Housing Secretary James Brokenshire, launching a social housing green paper, said the measures would “re-balance the relationship between tenants and landlords”.
The Government say the proposals will empower residents to hold their landlords to account and give them support to seek redress when things go wrong.
Mr Brokenshire said: “Providing high quality and well managed social housing is a core priority for this Government.
“Our green paper offers a landmark opportunity for major reform to improve fairness, quality and safety for residents living in social housing across the country.
“Regardless of whether you own your home or rent, residents deserve security, dignity and the opportunities to build a better life.”
The key proposals which form the foundation of the green paper include:
– Steps to speed up the complaints process, providing access to effective dispute resolution when something goes wrong and giving tenants more support in accessing the redress options available to them.
– New reforms to make it easier for tenants to progress into home ownership, such as allowing them to purchase as little as 1% of their property each year through the Government’s shared ownership programme.
– Strengthening the regulator of social housing so it can focus on issues that matter most to tenants and has “sharper teeth” to intervene when needed, ensuring social homes are well managed and of decent quality.
– Allowing councils to continue to have choice over their use of fixed-term tenancies, enabling them to offer residents greater security in their homes.
– The introduction of performance indicators and new league tables, rebalancing the landlord/tenant relationship to hold bad practice to account and ensure residents are treated with dignity and respect.
In a separate move, to boost the number of Local Authority homes, a consultation into how councils spend the money from Right to Buy sales has also been launched.
This sets out proposals to make it easier for councils to replace properties sold under Right to Buy and build more affordable homes.
Responding to the announcements, Judith Blake, who is the Local Government Association’s housing spokesperson, said: “This green paper is a step towards delivering more social homes but it is only a small step, compared with the huge and immediate need for more genuinely affordable homes.

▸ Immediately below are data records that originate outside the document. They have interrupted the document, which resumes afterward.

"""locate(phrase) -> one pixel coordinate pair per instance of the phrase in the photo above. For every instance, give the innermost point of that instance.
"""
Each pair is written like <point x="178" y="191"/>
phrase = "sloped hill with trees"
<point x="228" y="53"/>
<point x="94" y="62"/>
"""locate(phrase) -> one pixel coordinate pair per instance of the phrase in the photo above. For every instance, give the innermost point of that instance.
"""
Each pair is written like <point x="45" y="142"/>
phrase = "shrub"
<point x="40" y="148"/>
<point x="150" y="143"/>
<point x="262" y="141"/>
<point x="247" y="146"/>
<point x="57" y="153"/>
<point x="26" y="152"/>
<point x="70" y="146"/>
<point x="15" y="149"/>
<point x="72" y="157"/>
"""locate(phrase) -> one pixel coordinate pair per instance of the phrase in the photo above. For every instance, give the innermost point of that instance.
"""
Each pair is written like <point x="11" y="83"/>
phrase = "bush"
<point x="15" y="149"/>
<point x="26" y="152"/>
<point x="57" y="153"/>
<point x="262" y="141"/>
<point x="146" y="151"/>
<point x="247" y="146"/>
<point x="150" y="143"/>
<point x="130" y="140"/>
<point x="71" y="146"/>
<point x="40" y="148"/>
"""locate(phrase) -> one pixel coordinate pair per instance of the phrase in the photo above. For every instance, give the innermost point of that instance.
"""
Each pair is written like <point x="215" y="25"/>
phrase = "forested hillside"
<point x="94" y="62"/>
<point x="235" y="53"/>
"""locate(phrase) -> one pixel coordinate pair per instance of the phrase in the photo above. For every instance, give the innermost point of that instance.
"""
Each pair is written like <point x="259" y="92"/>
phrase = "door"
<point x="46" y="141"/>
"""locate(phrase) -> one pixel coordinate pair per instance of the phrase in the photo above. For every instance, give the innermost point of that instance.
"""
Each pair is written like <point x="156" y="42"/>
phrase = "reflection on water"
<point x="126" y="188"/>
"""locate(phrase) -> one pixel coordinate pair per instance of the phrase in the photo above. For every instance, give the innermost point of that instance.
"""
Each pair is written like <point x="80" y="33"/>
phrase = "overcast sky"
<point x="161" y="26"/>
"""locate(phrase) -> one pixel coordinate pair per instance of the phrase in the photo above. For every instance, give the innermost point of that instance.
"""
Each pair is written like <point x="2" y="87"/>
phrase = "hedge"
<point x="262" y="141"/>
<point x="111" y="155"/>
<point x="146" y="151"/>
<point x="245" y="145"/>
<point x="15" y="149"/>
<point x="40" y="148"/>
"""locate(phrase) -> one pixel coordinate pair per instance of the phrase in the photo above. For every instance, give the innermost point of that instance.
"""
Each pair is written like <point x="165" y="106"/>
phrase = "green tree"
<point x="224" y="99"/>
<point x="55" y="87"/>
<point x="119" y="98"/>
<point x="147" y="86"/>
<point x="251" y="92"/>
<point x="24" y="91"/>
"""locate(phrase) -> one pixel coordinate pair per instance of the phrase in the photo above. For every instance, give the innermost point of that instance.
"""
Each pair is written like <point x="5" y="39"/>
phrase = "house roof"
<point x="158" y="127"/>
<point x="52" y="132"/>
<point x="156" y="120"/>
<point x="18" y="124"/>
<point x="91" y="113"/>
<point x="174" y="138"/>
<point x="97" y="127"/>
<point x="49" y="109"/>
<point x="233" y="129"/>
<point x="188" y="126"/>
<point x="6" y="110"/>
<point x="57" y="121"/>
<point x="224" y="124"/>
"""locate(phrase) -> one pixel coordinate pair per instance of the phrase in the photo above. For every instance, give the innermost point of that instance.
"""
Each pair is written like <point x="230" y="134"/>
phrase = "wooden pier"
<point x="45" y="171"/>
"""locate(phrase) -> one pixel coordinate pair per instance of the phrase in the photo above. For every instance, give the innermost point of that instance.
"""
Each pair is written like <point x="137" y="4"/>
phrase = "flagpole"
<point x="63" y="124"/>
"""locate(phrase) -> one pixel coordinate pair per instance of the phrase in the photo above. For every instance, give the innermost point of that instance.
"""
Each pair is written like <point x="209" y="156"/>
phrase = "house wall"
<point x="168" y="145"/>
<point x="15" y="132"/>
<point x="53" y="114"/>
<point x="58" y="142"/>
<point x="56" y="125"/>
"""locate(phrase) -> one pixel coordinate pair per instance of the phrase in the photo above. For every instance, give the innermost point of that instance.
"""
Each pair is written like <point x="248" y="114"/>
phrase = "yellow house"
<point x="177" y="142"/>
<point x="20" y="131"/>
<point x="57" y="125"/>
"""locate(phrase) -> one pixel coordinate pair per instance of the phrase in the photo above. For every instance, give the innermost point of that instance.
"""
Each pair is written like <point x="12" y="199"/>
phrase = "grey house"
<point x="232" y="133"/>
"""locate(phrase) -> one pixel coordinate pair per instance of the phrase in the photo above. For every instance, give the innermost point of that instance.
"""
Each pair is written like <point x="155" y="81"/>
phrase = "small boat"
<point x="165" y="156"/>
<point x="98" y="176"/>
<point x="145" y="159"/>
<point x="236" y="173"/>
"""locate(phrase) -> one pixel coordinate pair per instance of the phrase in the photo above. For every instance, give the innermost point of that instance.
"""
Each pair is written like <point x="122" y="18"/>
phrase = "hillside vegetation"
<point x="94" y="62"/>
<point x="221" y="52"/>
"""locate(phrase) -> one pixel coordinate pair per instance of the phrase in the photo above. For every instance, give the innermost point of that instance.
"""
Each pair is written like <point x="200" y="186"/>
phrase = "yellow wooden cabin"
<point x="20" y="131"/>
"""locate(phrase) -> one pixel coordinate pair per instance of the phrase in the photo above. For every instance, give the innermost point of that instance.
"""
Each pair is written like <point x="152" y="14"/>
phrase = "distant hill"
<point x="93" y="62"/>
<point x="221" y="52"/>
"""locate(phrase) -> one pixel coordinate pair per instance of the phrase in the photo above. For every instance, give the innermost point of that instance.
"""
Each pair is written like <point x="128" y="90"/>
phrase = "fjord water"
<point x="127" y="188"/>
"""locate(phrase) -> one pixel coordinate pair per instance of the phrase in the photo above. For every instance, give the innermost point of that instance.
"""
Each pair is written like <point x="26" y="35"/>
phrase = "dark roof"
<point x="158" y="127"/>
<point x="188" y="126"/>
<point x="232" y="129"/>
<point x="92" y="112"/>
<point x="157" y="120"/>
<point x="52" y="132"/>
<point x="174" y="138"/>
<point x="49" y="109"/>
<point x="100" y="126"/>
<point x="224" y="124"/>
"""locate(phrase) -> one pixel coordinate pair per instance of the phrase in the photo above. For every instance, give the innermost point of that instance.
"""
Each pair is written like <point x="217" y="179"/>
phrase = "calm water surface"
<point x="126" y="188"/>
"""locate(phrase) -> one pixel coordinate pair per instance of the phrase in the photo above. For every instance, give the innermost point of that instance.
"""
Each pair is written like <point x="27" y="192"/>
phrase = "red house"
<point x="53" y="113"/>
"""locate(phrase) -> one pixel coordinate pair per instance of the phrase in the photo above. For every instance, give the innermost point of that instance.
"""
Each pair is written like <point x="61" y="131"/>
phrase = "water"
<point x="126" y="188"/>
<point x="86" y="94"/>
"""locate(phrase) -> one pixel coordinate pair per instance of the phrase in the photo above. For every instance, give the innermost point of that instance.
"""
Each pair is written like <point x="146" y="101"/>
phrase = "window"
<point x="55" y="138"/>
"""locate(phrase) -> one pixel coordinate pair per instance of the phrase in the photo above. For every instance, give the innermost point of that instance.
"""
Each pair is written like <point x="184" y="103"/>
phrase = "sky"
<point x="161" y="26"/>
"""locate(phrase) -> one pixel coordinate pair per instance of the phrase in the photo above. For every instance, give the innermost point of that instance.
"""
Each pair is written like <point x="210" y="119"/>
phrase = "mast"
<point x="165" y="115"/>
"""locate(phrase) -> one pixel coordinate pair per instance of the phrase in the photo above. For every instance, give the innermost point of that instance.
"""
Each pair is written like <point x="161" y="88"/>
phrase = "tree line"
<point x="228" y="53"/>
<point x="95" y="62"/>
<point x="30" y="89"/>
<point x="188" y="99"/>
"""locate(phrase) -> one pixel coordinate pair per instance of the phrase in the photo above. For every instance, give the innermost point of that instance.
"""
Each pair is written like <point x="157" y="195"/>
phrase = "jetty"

“There is a desperate need to reverse the decline in council housing over the past few decades.”
She added: “The Government must go beyond the limited measures announced so far, scrap the housing borrowing cap, and enable all councils, across the country, to borrow to build once more.
“This would trigger the renaissance in council house-building which will help people to access genuinely affordable housing.”
Shadow housing secretary John Healey said the green paper was “pitiful”, with nothing that “measures up to the scale of the housing crisis”.
He said: “The number of new social rented homes is at a record low but there is no new money to increase supply, and ministers are still preventing local authorities run by all parties from building the council homes their communities need.
“After eight years of failure on housing, ministers should back Labour’s long-term plan for a million new genuinely affordable homes over 10 years.”
Polly Neate, chief executive of Shelter, said: “The terrible Grenfell tragedy has shone a light on social housing and forced the country to think about the choices we face.
“Today’s Green Paper is full of warm words, but doesn’t commit a single extra penny towards building the social homes needed by the 1.2 million people on the waiting list.”